By M N Kundu
Feb 17, 2013
The concept of secularism was vibrant in the Indic region with the realisation not only of one God but of the essential oneness of all existence: “Ekam sat bipra bahudha badanti.” Ultimate reality is singular as time or space is, but appears to be many due to apparent divisions. The Rig Veda proclaims that diverse ways of worship reach the same destination as different rivers reach the same ocean. The Gita confirms that every form of worship is a valid way to reach the supreme Self. But the truth is shrouded with the mist of religious ritualism.
An Ashokan inscription advises, “Honour another’s religion, for doing so strengthens both one’s own and that of the other.” Emperor Akbar would hold meetings with Hindus, Christians and other faiths for comparative study of contrast and parallelism. He was enthusiastic about matrimonial alliances wherein bride and groom follow different faiths, and significantly, encouraged the said brides to follow their own religious paths —there was no insistence on conversion. It would be oversimplification to dismiss this as nothing more than political expediency.
In recent times, with a vision of universal religion, Swami Vivekananda proclaimed, “We want to lead mankind to the place where there is neither the Vedas or Bible nor Quran; yet this has to be done by harmonising all the holy books of all religions. Religions are but varied expressions of Oneness, so that each may choose the path that suits him best,”

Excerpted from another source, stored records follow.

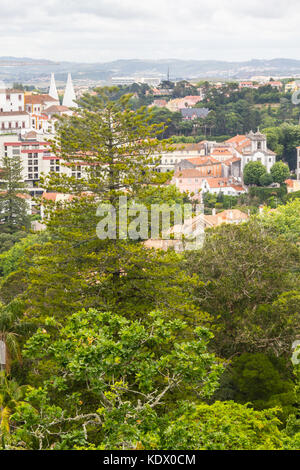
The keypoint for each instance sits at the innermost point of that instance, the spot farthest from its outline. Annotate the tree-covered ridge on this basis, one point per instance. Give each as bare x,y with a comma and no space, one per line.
115,346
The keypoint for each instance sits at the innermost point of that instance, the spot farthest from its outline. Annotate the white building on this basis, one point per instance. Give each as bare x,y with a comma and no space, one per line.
11,100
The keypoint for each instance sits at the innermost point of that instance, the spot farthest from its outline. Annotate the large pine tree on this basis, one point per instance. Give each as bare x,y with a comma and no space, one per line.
13,207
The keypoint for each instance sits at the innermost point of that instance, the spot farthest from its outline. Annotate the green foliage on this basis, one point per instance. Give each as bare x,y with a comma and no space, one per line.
223,426
285,220
264,381
266,179
13,208
244,269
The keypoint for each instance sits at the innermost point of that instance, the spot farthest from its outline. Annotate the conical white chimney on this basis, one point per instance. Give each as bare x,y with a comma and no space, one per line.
69,96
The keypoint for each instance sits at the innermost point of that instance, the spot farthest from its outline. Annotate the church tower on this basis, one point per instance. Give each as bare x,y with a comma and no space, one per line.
69,96
52,90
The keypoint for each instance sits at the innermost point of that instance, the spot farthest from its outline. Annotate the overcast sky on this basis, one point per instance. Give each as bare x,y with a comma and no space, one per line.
104,30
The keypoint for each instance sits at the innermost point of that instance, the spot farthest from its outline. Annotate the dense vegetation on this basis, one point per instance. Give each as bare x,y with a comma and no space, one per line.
114,346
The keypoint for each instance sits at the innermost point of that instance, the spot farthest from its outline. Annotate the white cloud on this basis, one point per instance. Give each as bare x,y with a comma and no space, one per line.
102,30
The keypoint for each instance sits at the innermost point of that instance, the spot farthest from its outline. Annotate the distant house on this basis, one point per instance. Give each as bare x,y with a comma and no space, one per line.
193,230
194,113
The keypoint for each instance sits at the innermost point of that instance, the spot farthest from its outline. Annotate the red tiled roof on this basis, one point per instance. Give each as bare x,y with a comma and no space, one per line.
205,160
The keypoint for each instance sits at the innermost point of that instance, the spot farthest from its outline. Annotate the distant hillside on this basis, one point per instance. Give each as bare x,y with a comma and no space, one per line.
37,70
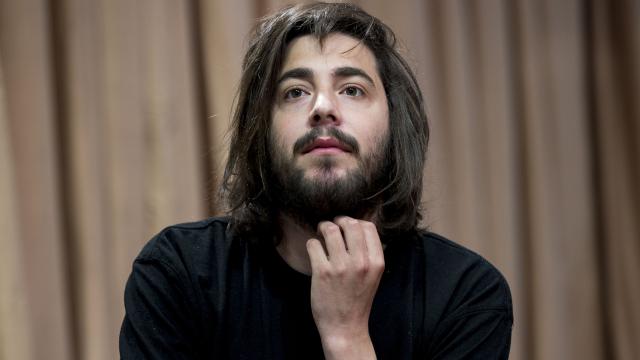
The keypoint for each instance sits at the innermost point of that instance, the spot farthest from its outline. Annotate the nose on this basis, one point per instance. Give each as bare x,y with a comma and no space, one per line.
324,111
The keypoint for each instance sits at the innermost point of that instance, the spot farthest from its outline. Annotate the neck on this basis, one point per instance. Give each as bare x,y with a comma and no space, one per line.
293,244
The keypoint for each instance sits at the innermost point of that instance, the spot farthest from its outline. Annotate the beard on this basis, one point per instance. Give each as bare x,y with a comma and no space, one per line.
324,195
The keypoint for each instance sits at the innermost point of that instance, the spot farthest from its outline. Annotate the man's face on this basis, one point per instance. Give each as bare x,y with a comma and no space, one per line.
330,120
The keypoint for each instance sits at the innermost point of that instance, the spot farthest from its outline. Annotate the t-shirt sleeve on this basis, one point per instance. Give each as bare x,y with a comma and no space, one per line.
479,329
484,334
157,322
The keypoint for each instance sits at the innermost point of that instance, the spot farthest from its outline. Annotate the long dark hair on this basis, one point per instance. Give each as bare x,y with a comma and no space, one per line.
247,183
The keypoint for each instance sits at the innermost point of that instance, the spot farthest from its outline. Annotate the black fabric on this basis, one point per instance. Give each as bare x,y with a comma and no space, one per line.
196,292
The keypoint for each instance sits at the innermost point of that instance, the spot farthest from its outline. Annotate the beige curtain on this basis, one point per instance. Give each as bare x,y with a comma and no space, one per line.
112,125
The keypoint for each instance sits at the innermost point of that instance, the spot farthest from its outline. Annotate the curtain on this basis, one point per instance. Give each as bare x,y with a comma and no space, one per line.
113,120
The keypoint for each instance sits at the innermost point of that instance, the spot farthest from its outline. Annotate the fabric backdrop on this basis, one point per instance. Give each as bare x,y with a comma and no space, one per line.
112,125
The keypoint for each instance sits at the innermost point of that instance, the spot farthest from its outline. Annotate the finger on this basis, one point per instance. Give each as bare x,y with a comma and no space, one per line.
317,256
353,235
336,248
372,241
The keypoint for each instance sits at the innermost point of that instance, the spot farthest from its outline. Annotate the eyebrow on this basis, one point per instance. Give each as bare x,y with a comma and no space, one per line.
307,74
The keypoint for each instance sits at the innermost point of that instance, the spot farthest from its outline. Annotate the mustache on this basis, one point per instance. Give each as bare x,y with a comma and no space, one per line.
334,132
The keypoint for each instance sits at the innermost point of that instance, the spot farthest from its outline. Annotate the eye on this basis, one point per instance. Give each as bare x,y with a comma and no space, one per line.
353,91
294,93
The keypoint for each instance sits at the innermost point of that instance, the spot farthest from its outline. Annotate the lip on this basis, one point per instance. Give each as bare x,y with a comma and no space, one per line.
326,145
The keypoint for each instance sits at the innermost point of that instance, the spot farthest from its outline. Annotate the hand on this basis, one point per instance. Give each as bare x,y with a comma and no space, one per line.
344,281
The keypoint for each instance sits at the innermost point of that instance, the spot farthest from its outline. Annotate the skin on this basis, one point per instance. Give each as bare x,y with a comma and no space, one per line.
339,86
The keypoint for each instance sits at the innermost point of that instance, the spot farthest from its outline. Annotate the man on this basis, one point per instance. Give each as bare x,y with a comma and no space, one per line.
321,255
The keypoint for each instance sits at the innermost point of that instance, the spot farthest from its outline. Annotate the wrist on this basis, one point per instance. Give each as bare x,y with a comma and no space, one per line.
348,346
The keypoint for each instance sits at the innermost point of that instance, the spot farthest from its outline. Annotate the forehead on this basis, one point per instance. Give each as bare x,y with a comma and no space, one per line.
335,50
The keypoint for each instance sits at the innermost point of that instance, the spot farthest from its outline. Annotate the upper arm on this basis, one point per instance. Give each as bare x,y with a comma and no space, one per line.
158,322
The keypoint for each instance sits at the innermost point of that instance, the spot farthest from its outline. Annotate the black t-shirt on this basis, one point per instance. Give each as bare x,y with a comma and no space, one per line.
198,292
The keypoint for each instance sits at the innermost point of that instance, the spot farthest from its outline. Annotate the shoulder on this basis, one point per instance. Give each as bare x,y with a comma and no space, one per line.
466,279
187,241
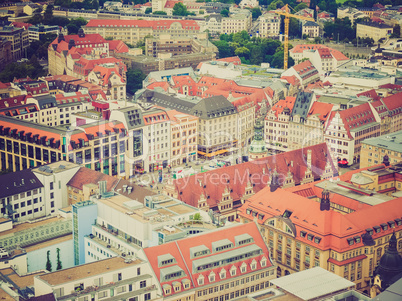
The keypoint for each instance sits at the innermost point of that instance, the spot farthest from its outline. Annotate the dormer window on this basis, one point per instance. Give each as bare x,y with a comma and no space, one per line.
263,262
211,277
243,268
233,271
253,265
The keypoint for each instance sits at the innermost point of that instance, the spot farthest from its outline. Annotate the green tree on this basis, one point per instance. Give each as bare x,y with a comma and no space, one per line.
59,265
256,12
225,13
242,52
48,263
301,6
179,9
134,80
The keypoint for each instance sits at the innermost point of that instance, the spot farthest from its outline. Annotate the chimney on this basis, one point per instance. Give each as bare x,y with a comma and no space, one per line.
309,158
325,204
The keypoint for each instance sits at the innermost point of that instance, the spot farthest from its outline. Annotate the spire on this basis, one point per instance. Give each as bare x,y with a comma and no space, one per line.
325,203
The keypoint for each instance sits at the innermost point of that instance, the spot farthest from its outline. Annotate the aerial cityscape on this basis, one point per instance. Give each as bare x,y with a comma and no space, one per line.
201,150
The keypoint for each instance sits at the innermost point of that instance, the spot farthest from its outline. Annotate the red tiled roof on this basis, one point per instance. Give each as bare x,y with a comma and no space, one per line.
118,46
171,4
394,103
321,109
355,117
233,59
13,101
370,93
181,251
105,74
332,227
288,102
236,178
293,80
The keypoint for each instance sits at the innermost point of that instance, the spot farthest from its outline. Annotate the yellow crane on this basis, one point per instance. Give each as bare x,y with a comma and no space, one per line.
287,15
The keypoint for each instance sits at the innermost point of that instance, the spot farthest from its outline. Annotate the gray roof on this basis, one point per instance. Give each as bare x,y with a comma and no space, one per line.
350,191
18,182
312,283
391,142
213,107
302,104
167,101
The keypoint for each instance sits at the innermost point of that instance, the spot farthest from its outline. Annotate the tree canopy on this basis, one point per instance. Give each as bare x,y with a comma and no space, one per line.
251,50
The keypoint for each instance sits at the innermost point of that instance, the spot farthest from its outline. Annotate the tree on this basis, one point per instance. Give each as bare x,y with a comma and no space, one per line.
256,12
59,265
48,263
225,12
134,80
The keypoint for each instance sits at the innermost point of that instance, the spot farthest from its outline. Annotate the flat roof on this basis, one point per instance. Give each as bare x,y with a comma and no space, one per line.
30,224
48,243
87,270
392,142
312,283
55,167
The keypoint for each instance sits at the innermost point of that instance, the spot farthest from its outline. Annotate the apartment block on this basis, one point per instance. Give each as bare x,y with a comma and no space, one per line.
301,240
100,146
133,31
183,129
269,25
19,40
375,150
345,130
114,277
224,190
228,263
237,22
373,30
35,32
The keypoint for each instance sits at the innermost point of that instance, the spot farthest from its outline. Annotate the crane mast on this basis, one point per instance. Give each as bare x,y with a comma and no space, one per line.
286,39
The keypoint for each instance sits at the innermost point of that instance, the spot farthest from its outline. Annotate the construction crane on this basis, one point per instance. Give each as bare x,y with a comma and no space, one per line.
286,41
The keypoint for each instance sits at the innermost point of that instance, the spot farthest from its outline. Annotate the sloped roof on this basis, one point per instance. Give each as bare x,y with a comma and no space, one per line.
355,117
321,109
18,182
180,250
236,178
288,102
213,107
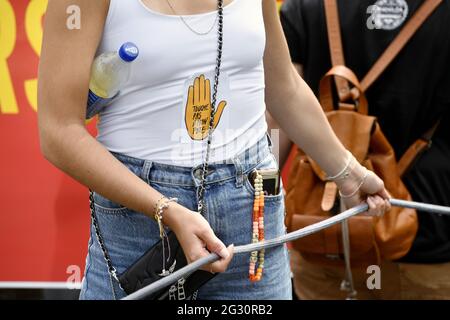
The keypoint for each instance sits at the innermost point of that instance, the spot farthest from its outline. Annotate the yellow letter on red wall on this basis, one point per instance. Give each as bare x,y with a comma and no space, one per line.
8,103
33,27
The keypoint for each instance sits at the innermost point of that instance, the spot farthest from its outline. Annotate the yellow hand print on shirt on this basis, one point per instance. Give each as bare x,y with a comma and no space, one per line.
198,109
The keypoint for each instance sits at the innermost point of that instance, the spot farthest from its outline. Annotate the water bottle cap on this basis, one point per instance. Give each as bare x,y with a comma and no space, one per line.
128,52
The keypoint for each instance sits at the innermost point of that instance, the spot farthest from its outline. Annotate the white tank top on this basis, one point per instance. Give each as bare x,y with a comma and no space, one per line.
161,114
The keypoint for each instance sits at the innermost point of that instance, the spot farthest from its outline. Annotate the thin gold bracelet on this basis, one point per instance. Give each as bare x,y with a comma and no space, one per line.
344,196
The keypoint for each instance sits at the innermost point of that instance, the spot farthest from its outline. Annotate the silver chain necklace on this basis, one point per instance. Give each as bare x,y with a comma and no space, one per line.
188,26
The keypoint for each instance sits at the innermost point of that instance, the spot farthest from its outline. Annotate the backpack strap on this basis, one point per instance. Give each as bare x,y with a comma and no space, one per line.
336,50
416,149
400,41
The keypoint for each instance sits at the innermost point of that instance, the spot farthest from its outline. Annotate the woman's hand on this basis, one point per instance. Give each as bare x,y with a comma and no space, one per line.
197,238
371,189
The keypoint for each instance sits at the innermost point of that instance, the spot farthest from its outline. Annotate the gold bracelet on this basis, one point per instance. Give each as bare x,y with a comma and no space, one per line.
163,204
345,172
357,188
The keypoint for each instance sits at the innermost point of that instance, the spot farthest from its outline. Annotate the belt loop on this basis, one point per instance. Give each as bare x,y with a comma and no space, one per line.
145,174
239,172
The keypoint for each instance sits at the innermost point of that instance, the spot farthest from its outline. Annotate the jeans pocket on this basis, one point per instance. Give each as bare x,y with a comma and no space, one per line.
268,163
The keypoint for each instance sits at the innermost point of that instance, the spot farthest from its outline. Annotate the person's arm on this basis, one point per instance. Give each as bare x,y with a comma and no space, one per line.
284,143
64,73
294,106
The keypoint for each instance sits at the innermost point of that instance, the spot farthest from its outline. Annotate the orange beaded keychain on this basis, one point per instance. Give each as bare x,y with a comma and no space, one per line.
256,269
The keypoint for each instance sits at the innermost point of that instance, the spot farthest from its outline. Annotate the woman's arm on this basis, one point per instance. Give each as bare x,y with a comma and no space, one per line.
294,106
64,73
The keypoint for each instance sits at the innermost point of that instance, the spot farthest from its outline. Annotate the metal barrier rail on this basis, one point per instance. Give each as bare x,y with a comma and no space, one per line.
183,272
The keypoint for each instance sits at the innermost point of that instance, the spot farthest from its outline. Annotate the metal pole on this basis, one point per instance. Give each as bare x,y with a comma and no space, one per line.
164,282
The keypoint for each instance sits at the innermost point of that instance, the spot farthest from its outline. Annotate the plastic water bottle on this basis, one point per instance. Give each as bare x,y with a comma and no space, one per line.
110,71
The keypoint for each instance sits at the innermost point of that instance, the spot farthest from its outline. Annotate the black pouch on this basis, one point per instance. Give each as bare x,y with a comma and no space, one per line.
149,268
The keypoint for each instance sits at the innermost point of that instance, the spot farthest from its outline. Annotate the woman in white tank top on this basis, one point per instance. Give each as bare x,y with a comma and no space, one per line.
150,147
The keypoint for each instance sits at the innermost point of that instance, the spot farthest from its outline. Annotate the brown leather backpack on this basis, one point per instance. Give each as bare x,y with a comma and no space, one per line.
310,198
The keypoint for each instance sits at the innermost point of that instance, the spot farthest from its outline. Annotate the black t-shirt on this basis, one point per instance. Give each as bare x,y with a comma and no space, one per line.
407,99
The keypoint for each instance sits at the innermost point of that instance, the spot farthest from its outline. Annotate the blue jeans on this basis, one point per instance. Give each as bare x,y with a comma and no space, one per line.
229,200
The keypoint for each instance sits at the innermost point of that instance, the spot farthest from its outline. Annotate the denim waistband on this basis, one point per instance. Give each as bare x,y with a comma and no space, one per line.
235,168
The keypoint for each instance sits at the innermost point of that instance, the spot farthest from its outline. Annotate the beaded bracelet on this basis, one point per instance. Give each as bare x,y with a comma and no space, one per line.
161,205
257,259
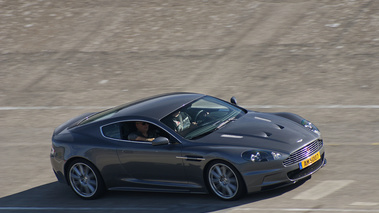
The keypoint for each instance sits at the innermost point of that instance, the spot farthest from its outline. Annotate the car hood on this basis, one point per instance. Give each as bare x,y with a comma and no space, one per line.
263,131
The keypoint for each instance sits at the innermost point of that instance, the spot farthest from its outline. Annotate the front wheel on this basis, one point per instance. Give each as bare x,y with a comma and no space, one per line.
225,181
85,180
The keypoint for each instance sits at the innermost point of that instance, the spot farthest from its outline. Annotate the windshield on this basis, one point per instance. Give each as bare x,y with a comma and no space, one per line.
202,117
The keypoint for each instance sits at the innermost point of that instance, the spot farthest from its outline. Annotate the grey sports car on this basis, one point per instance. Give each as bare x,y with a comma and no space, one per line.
184,142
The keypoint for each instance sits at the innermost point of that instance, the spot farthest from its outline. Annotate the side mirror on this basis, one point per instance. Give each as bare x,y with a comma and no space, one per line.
233,100
160,141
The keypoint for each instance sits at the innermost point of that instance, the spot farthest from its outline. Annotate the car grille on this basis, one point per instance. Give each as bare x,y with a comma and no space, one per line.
303,153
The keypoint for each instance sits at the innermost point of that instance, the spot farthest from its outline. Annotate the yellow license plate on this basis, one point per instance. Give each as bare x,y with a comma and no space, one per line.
309,161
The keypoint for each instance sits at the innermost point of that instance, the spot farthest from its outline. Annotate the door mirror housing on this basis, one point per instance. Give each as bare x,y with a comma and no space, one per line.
233,100
160,141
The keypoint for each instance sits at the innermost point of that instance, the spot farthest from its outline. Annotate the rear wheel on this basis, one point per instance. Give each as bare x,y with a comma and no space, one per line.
225,181
85,180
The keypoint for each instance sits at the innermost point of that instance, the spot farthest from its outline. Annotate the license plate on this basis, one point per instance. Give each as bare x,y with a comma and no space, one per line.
309,161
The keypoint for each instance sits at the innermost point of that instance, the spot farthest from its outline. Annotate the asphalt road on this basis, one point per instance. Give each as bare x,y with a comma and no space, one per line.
317,58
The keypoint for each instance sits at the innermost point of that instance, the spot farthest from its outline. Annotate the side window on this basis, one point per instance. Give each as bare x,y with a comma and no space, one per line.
129,131
112,131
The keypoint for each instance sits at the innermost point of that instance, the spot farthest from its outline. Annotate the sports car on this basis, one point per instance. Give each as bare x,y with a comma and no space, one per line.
185,143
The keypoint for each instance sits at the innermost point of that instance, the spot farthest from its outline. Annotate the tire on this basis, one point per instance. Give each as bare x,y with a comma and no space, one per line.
85,180
224,181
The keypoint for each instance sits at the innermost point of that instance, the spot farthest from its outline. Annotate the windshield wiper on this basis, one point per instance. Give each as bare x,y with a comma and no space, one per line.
212,130
224,123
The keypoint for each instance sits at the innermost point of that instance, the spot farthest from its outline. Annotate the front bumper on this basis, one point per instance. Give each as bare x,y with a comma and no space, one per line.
279,175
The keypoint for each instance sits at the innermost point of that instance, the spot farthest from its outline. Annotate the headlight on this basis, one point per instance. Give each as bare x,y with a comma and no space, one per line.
261,156
310,126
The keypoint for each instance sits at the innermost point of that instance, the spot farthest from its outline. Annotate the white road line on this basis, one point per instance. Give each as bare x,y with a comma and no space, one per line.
323,189
53,107
297,210
364,204
79,209
15,208
313,106
4,108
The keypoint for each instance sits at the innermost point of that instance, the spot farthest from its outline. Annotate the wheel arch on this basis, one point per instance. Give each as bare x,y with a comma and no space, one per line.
213,161
69,162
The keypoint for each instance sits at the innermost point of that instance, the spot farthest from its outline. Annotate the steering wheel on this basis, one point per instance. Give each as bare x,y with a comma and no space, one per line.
200,116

Paramahansa Yogananda spread the message of yoga in the West predominantly to Christians who accepted the eternal message of yoga for Self-realisation. Indic spirituality being essentially secular has overwhelmed the seekers of truth all over the globe. M K Gandhi’s daily prayer included readings and hymns from all major religions.
Down the ages India has developed a rich tradition of secularism based on mutual respect and assimilation. Modern India has adopted a secular constitution and we are proud of the same. But its recent interpretations reveal a narrow concept of religious toleration with an inherent sense of superiority complex instead of mutual respect. If secularism is kept confined within political limits it is bound to lose its meaning.
The western concept of secularism is significantly different being antagonistic to religions. It springs from a negative attitude to religions and is motivated by a concern for justice -- whereas, in India, secularism implies a profound respect for all religions and an inclusive and impartial attitude to nonbelievers as well.
In this context S Radhakrishnan explained, “When India is said to be a secular state, it does not mean that we reject the reality of an unseen spirit or the relevance of religion to life or that we exalt irreligion. It does not mean that secularism itself becomes a positive religion or that the state assumes divine prerogatives…. We hold that not one religion should be given preferential status… This view of religious impartiality or comprehension and forbearance has a prophetic role to play within the national and international life.”
Religion is just the outer garment of spirituality. It has to end in spirituality. ‘Atmanam biddhi’ or ‘Know Thyself’ was the motto adopted by this country. The rituals, practices and discipline of religion should give us divine realisation of the oneness of the spirit.
In this age of science secularism has to be based on science of religions from which social, political, and ethical value system should spontaneously flow in every sphere of life leading to peaceful and harmonious co-existence for mutual benefit.